Bad Bunny helps bring more fluidity to reggaeton

Photo courtesy of Kevin9625Ja, via Wikimedia Commons

By Arlene Sanchez

 Puerto Rican singer, songwriter, and rapper Benito Antonio Martinez Ocasio, otherwise known as Bad Bunny specializes in reggaeton and Latin hip-hop. He has gained popularity in his career for helping to expand these genres to a broader and more international audience.

Bad Bunny took to SoundCloud in 2016, rapping and singing in Spanish only. His song “Diles” sealed his fate in the Latin music industry and skyrocketed him to stardom. The record label Hear This Music signed him that same year.

Bad Bunny’s early music was traditionally masculine, as is much of the reggaeton genre.  He quickly transformed, however, to embrace femininity in both his lyrics and his personal style. In a genre which is often filled with machismo, Bad Bunny dominates the stage in hoop earrings, short shorts and manicured nails.

His interviews often challenge gender norms and the unrealistic expectations of women’s bodies, something that is definitely not the norm for male rappers. 

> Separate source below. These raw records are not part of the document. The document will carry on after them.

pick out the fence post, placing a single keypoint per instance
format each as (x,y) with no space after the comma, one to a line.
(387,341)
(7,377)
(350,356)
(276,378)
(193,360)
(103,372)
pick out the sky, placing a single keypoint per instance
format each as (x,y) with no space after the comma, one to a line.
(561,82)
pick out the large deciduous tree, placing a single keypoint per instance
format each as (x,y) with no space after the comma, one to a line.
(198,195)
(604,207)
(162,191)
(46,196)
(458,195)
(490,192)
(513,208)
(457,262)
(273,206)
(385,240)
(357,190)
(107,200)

In his music video for “Yo Perreo Sola,” he wears three full sets of female clothing and raps about the significance of anti-harassment. This was just one song from his album “YHLQMDLG,” which means “Yo hago lo que me de la gana” (I do whatever I want). This album truly breaks the barrier of gender norms in the Latinx community. 

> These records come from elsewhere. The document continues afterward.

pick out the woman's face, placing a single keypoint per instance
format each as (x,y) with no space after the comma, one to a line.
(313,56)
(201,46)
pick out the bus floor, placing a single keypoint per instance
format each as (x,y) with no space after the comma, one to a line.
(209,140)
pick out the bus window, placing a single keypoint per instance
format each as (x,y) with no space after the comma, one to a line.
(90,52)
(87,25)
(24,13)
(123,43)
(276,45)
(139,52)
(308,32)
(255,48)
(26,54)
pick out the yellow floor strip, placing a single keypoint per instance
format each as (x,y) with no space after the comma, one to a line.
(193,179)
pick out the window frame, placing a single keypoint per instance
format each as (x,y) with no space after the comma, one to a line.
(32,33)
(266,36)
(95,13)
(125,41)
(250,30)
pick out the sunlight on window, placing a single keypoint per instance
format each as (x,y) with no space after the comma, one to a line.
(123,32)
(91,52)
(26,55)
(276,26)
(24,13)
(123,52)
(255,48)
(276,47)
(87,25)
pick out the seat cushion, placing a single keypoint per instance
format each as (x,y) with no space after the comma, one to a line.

Bad Bunny advocates for a more fluid vision of gender, something less fragile than the masculinity seen in the traditional machismo of his Latinx community.

The Latinx culture, from which reggaeton comes, is very rooted in traditional Catholic values that are not often open to homosexuality and gender fluidity. That is why Bad Bunny is such an important musician in this culture and this genre. He presents in a way that associates with the LGBTQ community, but he identifies as straight. Bad Bunny speaks out against sexism and homophobia and is not afraid to sing about his feelings.

In one of his more popular songs, “Amorfada,” he sings of heartbreak. “Toas’ las barra’ y los trago’ han sido testigo del dolor que me causaste y to’ lo que hiciste conmigo. Un infeliz en el amor que aún no te supera” (All the bars and drinks have been witness of the pain you caused me and all you did to me. A wretch in this love thing who still isn’t over you).